Why can't some employers understand the interactive process and make accommodations that are simple and easy to make? I wish I knew the answer. After reading the facts of a lawsuit the EEOC just filed against Walmart, I know that Wal-Mart doesn't know the answer.
The EEOC claims that Walmart violated the ADA by refusing to provide a reasonable accommodation to a deli associate suffering from Crohn's disease.
According to the EEOC's lawsuit (as described in its news release), the employee in question requested both intermittent leave or excused disability-related absences, and further requested a transfer to a position closer to a bathroom (which Walmart denied). Walmart excused a few of those absences, but refused to excuse others, including several accompanied by doctor's notes for medical appointments and a hospitalization. Walmart finally fired the employee for unexcused absences, which the EEOC claims were supported by doctor's notes.

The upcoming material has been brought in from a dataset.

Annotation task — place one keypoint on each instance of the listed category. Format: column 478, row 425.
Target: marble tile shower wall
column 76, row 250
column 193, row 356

An employer cannot hold disability-related medical appointments or hospitalizations against an employee, nor can it terminate said employee for disability-related absences. As for the transfer, the lawsuit is unclear as to whether Walmart had an open position closer to the bathroom in which to move this employee. While a transfer to an open position is an ADA reasonable accommodation, the statute does not obligate an employer to create a position as an accommodation. Nevertheless, a move to a position closer to the bathroom does not appear to be an unreasonable request.
"The Americans with Disabilities Act was created to protect employees like this deli associate," says EEOC regional attorney Melinda C. Dugas. "Here you have a long-term employee who—at the onset of a debilitating health condition—needs some flexibility from her employer while she seeks medical treatment and works toward managing the condition." Ms. Dugas is not wrong.